Dimension of the pseudo unitary group is $(p+q)^2$ where $U_{p,q} = M ∈ M_{p+q} (\Bbb C) : ^tMJ_{p,q}M = J_{p,q}.$ where $J_{p,q}=Diag(1...1,-1...-1)$ with $1\ p$ times and $-1\ q$ times.
How can we see that the dimension of this group is $(p+q)^2$? I can't see any reference or proof of this?
What about the dimension of $SU_{p,q}$?
Thank you for your help
Let $U(p,q) = \lbrace M \in M_{p+q}(\mathbb{C}) | ^t\overline{M}JM = J \rbrace$. One can compute the Lie algebra to be
$\mathfrak{u}(p,q) = \lbrace M \in M(p,q) | ^t\overline{M}J + JM = 0 \rbrace$. Now we will compute the explicit form as block matrix as below.
$M = \begin{bmatrix} A & B \\ C & D\end{bmatrix}$.

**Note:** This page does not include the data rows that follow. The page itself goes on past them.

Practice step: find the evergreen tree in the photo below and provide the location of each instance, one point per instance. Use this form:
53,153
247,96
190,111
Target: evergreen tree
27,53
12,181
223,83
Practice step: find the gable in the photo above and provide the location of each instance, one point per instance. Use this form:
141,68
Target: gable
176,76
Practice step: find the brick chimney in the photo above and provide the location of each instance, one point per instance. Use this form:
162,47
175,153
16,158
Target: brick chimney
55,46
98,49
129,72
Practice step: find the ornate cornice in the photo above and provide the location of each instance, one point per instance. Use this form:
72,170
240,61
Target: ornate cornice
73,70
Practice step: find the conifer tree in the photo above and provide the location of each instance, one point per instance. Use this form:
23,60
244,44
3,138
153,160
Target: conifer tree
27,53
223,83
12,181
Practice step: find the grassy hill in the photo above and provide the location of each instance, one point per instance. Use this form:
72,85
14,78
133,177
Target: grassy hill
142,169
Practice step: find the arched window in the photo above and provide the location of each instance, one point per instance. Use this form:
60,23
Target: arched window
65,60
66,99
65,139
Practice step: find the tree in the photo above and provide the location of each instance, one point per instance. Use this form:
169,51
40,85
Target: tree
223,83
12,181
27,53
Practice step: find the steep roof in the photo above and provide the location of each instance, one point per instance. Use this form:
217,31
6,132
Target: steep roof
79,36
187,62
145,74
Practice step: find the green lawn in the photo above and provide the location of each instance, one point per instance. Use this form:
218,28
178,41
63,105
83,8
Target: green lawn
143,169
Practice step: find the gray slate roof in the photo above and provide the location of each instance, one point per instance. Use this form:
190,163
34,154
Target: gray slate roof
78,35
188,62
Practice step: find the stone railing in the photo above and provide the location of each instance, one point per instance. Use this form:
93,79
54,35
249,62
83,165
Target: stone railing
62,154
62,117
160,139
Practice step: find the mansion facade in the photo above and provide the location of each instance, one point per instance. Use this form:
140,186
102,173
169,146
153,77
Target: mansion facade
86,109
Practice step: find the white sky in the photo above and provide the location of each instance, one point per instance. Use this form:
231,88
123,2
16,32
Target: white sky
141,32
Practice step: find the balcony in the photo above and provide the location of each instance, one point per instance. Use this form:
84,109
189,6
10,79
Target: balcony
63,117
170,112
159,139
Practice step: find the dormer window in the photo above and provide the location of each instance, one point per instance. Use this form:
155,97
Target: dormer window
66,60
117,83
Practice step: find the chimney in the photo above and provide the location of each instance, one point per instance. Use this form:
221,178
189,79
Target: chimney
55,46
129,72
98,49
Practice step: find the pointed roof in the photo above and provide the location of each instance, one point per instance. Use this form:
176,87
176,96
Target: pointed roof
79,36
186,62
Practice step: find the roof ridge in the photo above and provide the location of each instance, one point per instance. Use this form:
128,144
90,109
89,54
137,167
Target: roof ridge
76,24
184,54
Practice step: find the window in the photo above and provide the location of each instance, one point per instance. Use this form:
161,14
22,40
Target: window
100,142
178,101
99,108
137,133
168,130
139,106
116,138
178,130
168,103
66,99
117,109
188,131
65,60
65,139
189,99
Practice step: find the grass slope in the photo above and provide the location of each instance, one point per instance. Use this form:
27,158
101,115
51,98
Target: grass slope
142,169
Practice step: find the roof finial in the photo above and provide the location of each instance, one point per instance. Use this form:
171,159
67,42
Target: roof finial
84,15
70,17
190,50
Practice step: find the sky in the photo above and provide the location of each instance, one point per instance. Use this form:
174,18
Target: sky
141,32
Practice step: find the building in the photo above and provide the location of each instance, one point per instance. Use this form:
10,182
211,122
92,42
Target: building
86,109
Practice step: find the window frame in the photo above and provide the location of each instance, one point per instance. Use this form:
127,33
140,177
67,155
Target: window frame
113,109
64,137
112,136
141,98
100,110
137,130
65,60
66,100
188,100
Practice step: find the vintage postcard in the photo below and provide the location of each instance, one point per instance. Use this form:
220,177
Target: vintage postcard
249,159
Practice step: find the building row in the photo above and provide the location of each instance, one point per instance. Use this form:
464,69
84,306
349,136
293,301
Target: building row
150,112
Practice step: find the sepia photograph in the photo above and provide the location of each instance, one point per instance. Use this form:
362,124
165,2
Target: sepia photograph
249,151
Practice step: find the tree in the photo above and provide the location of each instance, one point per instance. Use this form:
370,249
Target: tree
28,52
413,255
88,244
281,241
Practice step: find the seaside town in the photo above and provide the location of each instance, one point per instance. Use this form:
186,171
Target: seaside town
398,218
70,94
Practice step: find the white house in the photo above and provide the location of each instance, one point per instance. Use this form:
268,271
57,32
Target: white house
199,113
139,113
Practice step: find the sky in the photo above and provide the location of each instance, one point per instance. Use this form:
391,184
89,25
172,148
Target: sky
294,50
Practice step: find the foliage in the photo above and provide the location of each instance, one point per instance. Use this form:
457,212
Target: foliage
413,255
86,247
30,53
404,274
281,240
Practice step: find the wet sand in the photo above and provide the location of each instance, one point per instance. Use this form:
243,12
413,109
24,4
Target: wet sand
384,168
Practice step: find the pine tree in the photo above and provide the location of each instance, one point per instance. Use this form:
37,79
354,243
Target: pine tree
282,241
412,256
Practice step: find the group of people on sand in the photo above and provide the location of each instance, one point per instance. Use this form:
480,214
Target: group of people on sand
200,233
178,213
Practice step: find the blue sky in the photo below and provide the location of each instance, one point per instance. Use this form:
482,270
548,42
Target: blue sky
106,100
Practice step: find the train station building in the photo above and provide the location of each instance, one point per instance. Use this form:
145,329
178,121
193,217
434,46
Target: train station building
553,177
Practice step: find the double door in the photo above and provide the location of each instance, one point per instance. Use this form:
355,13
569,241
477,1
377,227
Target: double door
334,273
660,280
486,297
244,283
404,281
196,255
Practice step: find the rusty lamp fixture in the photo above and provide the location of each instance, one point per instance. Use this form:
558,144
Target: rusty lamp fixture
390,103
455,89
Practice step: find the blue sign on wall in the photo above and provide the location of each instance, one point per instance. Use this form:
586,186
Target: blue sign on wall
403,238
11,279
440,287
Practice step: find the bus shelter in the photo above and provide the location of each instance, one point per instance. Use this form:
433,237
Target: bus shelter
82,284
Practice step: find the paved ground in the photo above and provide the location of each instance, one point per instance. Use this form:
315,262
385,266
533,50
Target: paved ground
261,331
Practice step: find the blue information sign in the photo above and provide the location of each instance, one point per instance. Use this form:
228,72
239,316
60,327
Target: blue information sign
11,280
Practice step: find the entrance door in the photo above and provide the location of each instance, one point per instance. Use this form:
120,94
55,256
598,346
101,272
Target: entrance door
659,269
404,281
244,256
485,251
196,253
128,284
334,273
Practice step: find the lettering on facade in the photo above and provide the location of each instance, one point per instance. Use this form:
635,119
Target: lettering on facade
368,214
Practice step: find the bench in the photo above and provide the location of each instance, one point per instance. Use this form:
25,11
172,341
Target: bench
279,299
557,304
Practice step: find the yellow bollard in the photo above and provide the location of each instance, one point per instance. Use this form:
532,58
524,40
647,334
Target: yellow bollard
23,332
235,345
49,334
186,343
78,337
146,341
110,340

One can compute with above equations to get that the $M \in \mathfrak{u}(p,q)$ if and only if the matrix $M$ satisfies
$A + (^t\overline{A}) = 0 = D + (^t\overline{D})$ and $B = (^t\overline{C})$. That is $A \in \mathfrak{u}(p)$, $D \in \mathfrak{u}(q)$ and $B$ is any $p \times q$ matrix with complex entries. Now the only thing left is to add up the dimension of the spaces of matrices $A,B$ and $D$ which are $p^2, 2pq$ and $q^2$ respectively. Thus we have the answer.
One can caluculate the dimension of $SU(p,q)$ from here. Since the condition of determinant one imposes a linear equation in the Lie algebra of matrices having trace zero.